Science-Fiction fällt nicht gerade in das gängige Sujet Fassbinders, doch hat er mit WELT AM DRAHT ein herausstechendes visuelles Glanzstück hingelegt und die philosophische Thematik aus der Literaturvorlage von Daniel F. Galouye (Simulacron-3, 1964) geschickt umgesetzt.
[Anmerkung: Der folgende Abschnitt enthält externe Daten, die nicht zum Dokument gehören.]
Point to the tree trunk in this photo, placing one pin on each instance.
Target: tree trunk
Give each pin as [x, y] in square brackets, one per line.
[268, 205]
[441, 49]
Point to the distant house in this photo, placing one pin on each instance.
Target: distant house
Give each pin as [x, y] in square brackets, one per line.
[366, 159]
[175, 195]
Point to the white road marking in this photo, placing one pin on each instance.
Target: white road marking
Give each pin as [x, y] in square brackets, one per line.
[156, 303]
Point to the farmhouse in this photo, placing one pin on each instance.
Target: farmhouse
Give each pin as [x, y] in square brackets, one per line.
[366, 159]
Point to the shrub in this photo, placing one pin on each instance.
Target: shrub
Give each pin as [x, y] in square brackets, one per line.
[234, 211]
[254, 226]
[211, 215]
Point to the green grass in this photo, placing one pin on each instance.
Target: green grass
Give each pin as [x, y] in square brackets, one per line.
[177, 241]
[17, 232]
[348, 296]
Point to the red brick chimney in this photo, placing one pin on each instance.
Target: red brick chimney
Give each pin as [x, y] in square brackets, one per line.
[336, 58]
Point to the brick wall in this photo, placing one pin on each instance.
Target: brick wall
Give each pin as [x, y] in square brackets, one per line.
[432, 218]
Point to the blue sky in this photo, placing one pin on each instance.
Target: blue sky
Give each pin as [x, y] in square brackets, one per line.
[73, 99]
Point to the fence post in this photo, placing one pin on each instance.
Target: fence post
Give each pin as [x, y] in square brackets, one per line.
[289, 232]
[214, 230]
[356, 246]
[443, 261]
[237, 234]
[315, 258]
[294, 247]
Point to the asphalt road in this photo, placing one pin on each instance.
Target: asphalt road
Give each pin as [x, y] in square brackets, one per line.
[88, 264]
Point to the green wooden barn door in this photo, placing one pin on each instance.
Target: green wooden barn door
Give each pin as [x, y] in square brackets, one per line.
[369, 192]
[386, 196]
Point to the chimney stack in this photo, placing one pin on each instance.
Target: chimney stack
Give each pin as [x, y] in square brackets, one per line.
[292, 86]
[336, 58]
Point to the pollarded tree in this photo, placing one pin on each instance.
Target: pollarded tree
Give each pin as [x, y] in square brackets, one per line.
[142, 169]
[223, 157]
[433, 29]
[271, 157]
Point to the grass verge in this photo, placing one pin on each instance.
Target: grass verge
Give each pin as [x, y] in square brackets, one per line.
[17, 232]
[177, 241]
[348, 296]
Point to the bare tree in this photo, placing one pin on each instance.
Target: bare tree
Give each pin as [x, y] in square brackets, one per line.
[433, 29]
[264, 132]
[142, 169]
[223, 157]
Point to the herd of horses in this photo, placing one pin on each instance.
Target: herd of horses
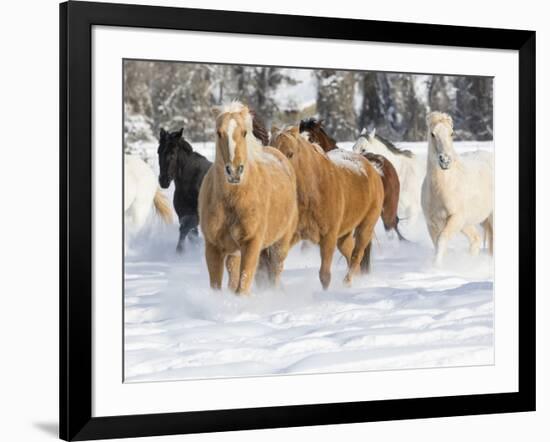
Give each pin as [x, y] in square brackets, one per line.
[266, 192]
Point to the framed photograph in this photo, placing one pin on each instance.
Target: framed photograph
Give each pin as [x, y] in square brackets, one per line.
[273, 220]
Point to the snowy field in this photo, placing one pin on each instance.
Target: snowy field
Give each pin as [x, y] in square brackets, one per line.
[406, 314]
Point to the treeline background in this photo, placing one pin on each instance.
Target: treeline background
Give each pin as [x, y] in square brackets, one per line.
[174, 95]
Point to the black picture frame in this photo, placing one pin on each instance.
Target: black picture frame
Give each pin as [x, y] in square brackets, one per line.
[75, 414]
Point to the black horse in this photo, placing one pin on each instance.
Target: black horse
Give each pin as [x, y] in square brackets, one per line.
[187, 168]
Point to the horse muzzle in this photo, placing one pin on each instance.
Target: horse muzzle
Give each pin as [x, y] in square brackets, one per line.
[233, 174]
[164, 182]
[444, 161]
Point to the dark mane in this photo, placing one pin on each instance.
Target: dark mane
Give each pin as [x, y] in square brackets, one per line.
[318, 134]
[393, 148]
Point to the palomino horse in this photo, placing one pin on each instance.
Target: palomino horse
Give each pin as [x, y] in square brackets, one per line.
[247, 203]
[408, 170]
[315, 132]
[457, 192]
[141, 194]
[179, 163]
[340, 198]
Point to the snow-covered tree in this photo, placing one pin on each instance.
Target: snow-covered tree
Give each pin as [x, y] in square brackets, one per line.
[335, 103]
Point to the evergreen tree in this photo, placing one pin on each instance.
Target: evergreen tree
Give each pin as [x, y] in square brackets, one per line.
[335, 103]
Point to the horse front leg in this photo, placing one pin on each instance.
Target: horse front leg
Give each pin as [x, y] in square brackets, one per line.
[214, 262]
[345, 245]
[250, 254]
[188, 224]
[363, 239]
[327, 246]
[452, 226]
[233, 264]
[475, 240]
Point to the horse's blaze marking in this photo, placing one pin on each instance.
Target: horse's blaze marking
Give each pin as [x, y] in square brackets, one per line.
[230, 141]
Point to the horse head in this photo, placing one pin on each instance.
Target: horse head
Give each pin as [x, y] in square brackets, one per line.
[233, 127]
[440, 140]
[172, 145]
[365, 142]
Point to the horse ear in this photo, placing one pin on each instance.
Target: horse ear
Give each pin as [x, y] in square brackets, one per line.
[216, 110]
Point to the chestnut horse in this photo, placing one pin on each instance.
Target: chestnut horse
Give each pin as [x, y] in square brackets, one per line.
[340, 198]
[313, 129]
[247, 203]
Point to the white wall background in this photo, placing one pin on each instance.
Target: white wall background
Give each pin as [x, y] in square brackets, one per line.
[29, 219]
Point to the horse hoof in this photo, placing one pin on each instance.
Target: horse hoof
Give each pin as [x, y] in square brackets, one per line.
[347, 281]
[325, 281]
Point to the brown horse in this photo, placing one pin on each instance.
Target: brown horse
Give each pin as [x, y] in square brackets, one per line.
[313, 129]
[340, 198]
[247, 203]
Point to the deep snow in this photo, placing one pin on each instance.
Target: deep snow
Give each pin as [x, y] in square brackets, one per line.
[406, 314]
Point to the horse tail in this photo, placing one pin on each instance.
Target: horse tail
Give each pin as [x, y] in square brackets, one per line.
[488, 233]
[396, 228]
[365, 262]
[162, 207]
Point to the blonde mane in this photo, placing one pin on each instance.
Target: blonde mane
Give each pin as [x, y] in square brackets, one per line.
[255, 148]
[436, 117]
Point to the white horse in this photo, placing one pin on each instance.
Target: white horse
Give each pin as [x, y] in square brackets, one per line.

Die dargestellte Dystopie ist keine Zukunftsvision. Sie spielt in den 1970er Jahren, in der Gegenwart (zur Zeit der Ausstrahlung des Films) und erzählt die Geschichte von Fred Stiller (Klaus Löwitsch), der im Institut für Kybernetik und Zukunftsforschung (IKZ) die Nachfolge als Direktor von Professor Henry Vollmer übernimmt, der unter mysteriösen Umständen gestorben ist, nachdem er seinem Kollegen Günther Lause von einer erschreckenden Entdeckung erzählt hatte. Das IKZ betreibt den Supercomupter Simulacron-1, der eine Kleinstadt samt seiner Einwohner simuliert, von denen nur eine einzige Person, eine Kontakteinheit, von der Simulation weiß. Günther Lause verschwindet kurz nach dem Tod Vollmers spurlos und Stiller wird misstrauisch und stellt Nachforschungen an, die ihn fast in den Wahnsinn treiben. Er entdeckt, wie einst sein Vorgänger, dass seine Welt ebenfalls eine Simulation ist, die von einer höheren Realitätsebene aus kontrolliert wird. Nicht nur muss er sich jetzt existenzielle Fragen über seine Identität und seine Umwelt stellen, sondern muss auch erkennen, dass er nun, da er zu viel weiß, beseitigt werden muss. Stiller wird zum Cartesischen Ich, der an allem zweifeln muss und dem als letzte Gewissheit nur noch sein Bewusstsein bleibt. Seine Umwelt verwandelt sich in Platons Höhlengleichnis, in dem Sein nicht mehr vom Schein getrennt werden kann.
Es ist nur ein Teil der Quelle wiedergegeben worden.